Demographic characteristics of the study groups are summarized in Table 2. The average initial BMI values were similar in both groups and the initial body weights were comparable. The sex distribution was also similar in both groups.

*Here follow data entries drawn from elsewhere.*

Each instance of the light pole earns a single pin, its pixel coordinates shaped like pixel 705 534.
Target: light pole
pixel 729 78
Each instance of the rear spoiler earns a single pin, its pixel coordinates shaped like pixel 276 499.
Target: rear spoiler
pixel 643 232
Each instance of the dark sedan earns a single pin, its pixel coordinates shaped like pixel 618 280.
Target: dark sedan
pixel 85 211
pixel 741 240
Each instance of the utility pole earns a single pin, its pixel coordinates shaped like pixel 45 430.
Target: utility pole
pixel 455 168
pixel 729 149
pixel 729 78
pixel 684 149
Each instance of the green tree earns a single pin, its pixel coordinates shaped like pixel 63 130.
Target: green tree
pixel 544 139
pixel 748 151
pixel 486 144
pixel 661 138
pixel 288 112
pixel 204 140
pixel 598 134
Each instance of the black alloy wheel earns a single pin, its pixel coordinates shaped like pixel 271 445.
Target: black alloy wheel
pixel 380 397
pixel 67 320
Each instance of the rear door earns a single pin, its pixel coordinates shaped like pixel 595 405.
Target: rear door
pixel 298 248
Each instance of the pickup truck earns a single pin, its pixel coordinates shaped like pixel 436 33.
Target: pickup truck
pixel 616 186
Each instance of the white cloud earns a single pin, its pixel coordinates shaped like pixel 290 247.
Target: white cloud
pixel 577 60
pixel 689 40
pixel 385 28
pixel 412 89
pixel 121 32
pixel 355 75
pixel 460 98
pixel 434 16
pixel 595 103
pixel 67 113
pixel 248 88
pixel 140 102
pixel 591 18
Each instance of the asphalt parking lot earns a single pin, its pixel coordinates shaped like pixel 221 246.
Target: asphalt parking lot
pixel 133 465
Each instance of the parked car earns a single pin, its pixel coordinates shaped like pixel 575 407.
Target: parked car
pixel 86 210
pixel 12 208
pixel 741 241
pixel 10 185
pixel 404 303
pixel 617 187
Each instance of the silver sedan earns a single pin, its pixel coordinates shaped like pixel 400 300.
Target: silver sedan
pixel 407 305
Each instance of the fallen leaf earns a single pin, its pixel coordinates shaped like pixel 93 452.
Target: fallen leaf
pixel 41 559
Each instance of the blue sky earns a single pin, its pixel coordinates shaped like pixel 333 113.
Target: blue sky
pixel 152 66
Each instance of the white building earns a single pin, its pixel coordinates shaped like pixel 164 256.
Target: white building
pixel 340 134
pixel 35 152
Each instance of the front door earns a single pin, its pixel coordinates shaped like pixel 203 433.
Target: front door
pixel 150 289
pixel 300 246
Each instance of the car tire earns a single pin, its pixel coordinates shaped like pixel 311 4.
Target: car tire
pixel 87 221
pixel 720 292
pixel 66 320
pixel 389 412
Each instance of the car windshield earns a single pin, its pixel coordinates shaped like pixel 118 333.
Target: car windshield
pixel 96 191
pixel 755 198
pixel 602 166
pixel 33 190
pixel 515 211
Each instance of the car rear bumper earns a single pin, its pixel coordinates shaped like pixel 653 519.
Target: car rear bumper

Variable | Group 1, %TWL <20% (n = 18) | Group 2, %TWL ≥20% (n = 22) | P value | |
|---|---|---|---|---|
Age before surgery, y, median (IQR) | 42.5 (39.2–52.5) | 43 (35.25–49) | 0.67 | |
Sex, n (%) | Men | 6 (33.3) | 8 (36.4) | >0.99 |
Women | 12 (66.67) | 14 (63.6) | ||
Initial weight, kg, median (IQR) | 126.35 (121.75–140.75) | 121.5 (110.5–146.5) | 0.29 | |
Initial BMI, kg/m2, mean (SD) | 46.35 (5.01) | 44.13 (6.25) | 0.46 | |
Body fat mass, kg, median (IQR) | 62.25 (53.76–73.08) | 56.3 (50.15–67.22) | 0.51 | |
Metabolic syndrome, n (%) | Yes | 9 (50) | 9 (40.9) | 0.8 |
No | 9 (50) | 13 (59.1) | ||
Current smoker, n (%) | Yes | 3 (16.67) | 6 (27.27) | 0.68 |
No | 15 (83.3) | 16 (72.73) | ||
Type of procedure, n (%) | LSG | 17 (94.44) | 21 (95.45) | >0.99 |
LRYGB | 1 (5.56) | 1 (4.55) | ||
A P value <0.05 was considered significant. Abbreviations: LRYGB, laparoscopic Roux-en-Y gastric bypass; LSG, laparoscopic sleeve gastrectomy; others, see Table 1 | ||||
First, the changes in biological age markers resulting from the surgery were checked in group 1 and group 2. In both groups, the surgical intervention significantly reduced all the measured markers of aging. Table 3 shows the change in biological age parameters followingthe surgery.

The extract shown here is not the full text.